I have a data file like the following (simplified, I have more columns):
timestamp | frame_idx | gaze_pos_x | gaze_pos_y | gaze_dir_x | gaze_dir_y | gaze_dir_z | |
---|---|---|---|---|---|---|---|
0 | 2269.17 | 45 | 893.314 | 500.136 | 0.165454 | -0.0222454 | 0.985967 |
1 | 2274.17 | 45 | 896.61 | 502.564 | 0.176397 | -0.0098666 | 0.98427 |
2 | 2279.17 | 46 | 900.592 | 499.049 | 0.189087 | -0.018215 | 0.981791 |
3 | 2284.17 | 46 | 906.321 | 478.184 | 0.18891 | -0.0307506 | 0.981513 |
4 | 2289.17 | 46 | 893.465 | 502.793 | 0.175493 | -0.0210113 | 0.984257 |
5 | 2294.17 | 46 | 898.629 | 497.182 | 0.190142 | -0.0151722 | 0.981639 |
6 | 2299.3 | 46 | 893.554 | 496.782 | 0.183007 | -0.0150504 | 0.982996 |
7 | 2304.3 | 46 | 905.338 | 482.343 | 0.188236 | -0.0249608 | 0.981807 |
8 | 2309.3 | 46 | 897.44 | 495.476 | 0.187434 | -0.0199951 | 0.982074 |
9 | 2424.3 | 48 | 893.358 | 495.474 | 0.171512 | -0.0198278 | 0.984982 |
And an object like this (again simplified):
class Gaze:
def __init__(self, ts, frame_idx, gaze2D, gaze_dir3D=None):
self.ts = ts
self.frame_idx = frame_idx
self.gaze2D = gaze2D
self.gaze_dir3D = gaze_dir3D
where gaze2D
is a numpy array containing [gaze_pos_x, gaze_pos_y]
and gaze_dir3D
is a numpy array containing [gaze_dir_x, gaze_dir_y, gaze_dir_z]
.
I want to efficiently load in the data file and make one Gaze
object per row. I have implemented the below, but this is very slow:
def readDataFromFile(fileName):
gazes = []
data = pd.read_csv(str(fileName), delimiter='t', index_col=False, dtype=defaultdict(lambda: float, frame_idx=int))
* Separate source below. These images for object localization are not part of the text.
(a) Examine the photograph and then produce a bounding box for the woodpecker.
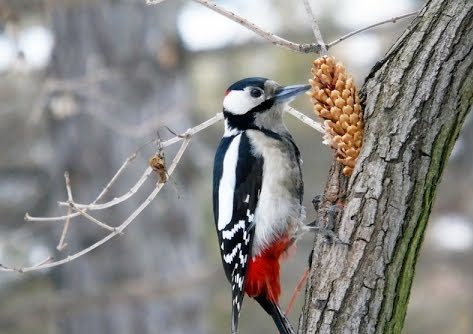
[213,77,310,334]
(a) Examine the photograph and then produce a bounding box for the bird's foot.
[306,202,348,245]
[306,222,342,244]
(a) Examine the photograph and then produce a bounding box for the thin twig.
[56,207,70,251]
[56,173,74,250]
[55,173,74,250]
[286,107,324,134]
[302,0,328,55]
[145,0,168,4]
[64,172,73,202]
[26,142,144,222]
[68,203,117,232]
[31,256,53,268]
[93,151,141,203]
[326,11,419,49]
[161,112,224,148]
[1,138,191,273]
[59,167,153,210]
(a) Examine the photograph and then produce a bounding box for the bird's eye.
[250,88,262,98]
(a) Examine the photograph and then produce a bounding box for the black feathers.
[226,77,267,92]
[213,132,263,334]
[255,296,295,334]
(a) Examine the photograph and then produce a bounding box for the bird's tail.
[255,296,296,334]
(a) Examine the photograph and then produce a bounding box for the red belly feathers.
[244,235,292,302]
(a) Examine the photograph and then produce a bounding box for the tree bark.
[298,0,473,333]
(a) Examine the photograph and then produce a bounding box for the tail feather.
[255,296,295,334]
[231,293,244,334]
[231,305,240,334]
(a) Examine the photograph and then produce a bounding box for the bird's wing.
[213,132,263,334]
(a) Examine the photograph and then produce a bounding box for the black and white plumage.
[213,78,309,334]
[213,132,262,332]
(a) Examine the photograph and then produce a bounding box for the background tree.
[0,0,208,333]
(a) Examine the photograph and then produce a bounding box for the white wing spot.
[223,243,242,264]
[246,209,254,223]
[222,220,245,240]
[233,296,241,311]
[239,252,247,265]
[243,230,251,245]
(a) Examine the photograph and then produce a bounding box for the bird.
[212,77,310,334]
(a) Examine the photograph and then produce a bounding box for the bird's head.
[222,77,310,134]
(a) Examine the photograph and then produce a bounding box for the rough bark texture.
[298,0,473,333]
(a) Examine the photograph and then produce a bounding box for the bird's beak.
[273,84,311,103]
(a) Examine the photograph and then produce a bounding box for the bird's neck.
[223,107,288,137]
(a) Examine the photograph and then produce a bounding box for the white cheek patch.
[223,90,258,115]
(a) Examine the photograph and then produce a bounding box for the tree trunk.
[298,0,473,333]
[45,1,207,333]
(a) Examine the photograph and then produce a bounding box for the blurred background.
[0,0,471,333]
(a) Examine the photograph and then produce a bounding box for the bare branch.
[31,256,53,268]
[56,172,74,250]
[58,167,154,211]
[161,112,224,148]
[1,138,191,273]
[302,0,328,55]
[93,150,141,203]
[26,141,144,222]
[326,11,419,49]
[68,203,117,232]
[64,172,73,202]
[145,0,168,4]
[56,207,70,251]
[286,107,324,134]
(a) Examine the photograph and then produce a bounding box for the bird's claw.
[307,202,348,246]
[306,223,344,244]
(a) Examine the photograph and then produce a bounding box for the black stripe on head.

allCols = tuple([c for c in data.columns if col in c] for col in (
'gaze_pos','gaze_dir'))
# allCols -> ([gaze_pos_x, gaze_pos_y],[gaze_dir_x, gaze_dir_y, gaze_dir_z]), a list can be empty if a set of columns is missing (gaze_dir is optional)
# run through all rows
for _, row in data.iterrows():
frame_idx = int(row['frame_idx']) # must cast to int as pd.Series seems to lose typing of dataframe.... :s
ts = row['timestamp']
# get all values (None if columns not present)
# again need to cast to float despite all items in the series being a float, because the dtype of the series is object... :s
args = tuple(row[c].astype('float').to_numpy() if c else None for c in allCols)
gazes.append(Gaze(ts, frame_idx, *args))
return gazes
As said, this is very slow, the row iteration takes forever, it is prohibitively slow for my use case. Is there a more efficient way of doing this? Using a similar read-in function using a csv.DictReader
is a little faster but still way too slow.